Spotify Web Player Failure due to Crash of Connected Device

2020-05-08

On May 6, several iOS apps including Spotify crashed due to a bug in Facebook's iOS SDK. These apps embed Facebook's SDK to implement Facebook's login or integration features. Regardless of whether or not one actually uses Facebook with these apps, the apps attempted to connect to Facebook's servers and crashed with an NSInvalidArgumentException. These crashes were triggered when Facebook updated their servers. Facebook apparently resolved the issue by reverting those server-side changes per a message that was later deleted. This deleted message was followed up with a general statement that didn't mention how the issue was resolved.

An interesting side effect was that Spotify's web player (https://open.spotify.com/) couldn't play songs anymore, even after my iOS app had recovered. Logging out and logging back in as well as hard refreshes in the browser didn't resolve the issue. Looking at my browser's developer console, I noticed that requests to the POST https://guc-spclient.spotify.com/track-playback/v1/devices endpoint timed out with a 504 response from the load balancer. On success, that endpoint seems to return a list of the connected Spotify devices with information per device such as the device type (e.g., computer, phone) and device capabilities (e.g., volume control support, video playback support). The 504 response was potentially related to one of the devices (the iOS device) being in a bad state in the past. It was possible to fix the issue by going to the Spotify account settings and selecting "SIGN OUT EVERYWHERE". After logging back in, web player was able to play songs again.
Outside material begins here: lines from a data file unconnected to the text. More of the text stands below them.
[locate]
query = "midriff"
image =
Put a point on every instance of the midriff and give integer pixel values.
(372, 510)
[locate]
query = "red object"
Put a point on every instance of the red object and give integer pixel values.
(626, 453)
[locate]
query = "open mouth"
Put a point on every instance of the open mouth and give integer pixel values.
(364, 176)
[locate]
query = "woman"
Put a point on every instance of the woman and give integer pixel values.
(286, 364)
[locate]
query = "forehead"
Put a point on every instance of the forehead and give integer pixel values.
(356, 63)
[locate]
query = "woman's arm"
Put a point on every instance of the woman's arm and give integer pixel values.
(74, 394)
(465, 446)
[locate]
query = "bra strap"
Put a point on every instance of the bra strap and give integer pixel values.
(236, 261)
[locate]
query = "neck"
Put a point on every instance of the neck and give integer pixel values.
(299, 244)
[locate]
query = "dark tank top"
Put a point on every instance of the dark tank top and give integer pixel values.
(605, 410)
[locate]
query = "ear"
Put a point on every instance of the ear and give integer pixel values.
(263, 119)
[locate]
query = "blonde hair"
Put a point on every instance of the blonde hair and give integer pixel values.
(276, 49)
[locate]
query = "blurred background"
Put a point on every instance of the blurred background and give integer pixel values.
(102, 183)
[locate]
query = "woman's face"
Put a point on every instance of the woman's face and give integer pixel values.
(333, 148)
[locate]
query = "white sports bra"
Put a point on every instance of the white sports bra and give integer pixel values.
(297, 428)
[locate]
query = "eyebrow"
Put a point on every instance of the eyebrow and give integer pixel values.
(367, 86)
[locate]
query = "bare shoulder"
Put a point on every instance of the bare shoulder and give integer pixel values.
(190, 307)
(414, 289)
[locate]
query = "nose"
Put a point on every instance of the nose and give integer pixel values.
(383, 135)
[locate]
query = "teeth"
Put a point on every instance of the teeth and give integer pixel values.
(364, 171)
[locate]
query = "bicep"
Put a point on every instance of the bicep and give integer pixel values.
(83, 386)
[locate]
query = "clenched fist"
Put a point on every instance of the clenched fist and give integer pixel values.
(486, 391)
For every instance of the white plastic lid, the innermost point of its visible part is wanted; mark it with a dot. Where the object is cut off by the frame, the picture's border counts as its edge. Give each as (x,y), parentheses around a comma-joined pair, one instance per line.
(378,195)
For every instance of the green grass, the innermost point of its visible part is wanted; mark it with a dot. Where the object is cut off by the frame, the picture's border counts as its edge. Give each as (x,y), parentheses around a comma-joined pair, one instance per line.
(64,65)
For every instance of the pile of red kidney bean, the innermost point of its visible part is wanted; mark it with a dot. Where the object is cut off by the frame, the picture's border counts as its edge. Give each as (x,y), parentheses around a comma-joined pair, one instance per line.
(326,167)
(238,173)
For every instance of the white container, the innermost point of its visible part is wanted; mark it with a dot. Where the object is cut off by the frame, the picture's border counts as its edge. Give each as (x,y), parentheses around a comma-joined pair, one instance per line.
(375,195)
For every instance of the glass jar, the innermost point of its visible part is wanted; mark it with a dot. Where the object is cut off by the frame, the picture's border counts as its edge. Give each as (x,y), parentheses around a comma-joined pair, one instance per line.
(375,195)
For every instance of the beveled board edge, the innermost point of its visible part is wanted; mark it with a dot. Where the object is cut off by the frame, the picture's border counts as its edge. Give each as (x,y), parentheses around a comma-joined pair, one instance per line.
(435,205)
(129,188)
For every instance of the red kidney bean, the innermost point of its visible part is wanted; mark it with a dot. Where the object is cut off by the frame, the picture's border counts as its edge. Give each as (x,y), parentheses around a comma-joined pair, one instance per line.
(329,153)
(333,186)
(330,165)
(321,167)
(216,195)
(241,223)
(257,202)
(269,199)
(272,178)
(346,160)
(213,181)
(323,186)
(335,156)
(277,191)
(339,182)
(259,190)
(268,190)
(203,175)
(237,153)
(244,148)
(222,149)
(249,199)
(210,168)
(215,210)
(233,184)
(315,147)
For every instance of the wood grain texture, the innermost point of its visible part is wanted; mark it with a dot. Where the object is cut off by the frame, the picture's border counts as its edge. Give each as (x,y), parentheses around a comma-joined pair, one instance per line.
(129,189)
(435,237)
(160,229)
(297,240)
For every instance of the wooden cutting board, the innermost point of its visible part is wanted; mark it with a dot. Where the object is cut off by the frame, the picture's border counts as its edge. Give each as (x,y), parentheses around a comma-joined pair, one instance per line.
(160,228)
It appears that Spotify might prevent similar issues from happening in the future by implementing more robust error handling on the frontend. For example, when requests to the aforementioned devices endpoint time out, the Spotify web player can potentially display a message explaining that connected devices cannot be found at the moment and allow the user to play songs on the current device. In addition, the web player could offer the option to let the user sign out on other devices in order to disconnect problematic devices. Moreover, the 504 response indicates that the load balancer didn't receive a response from the upstream backend server, which points to a bug in the backend that should be fixed as well to address the root cause of the 504 responses.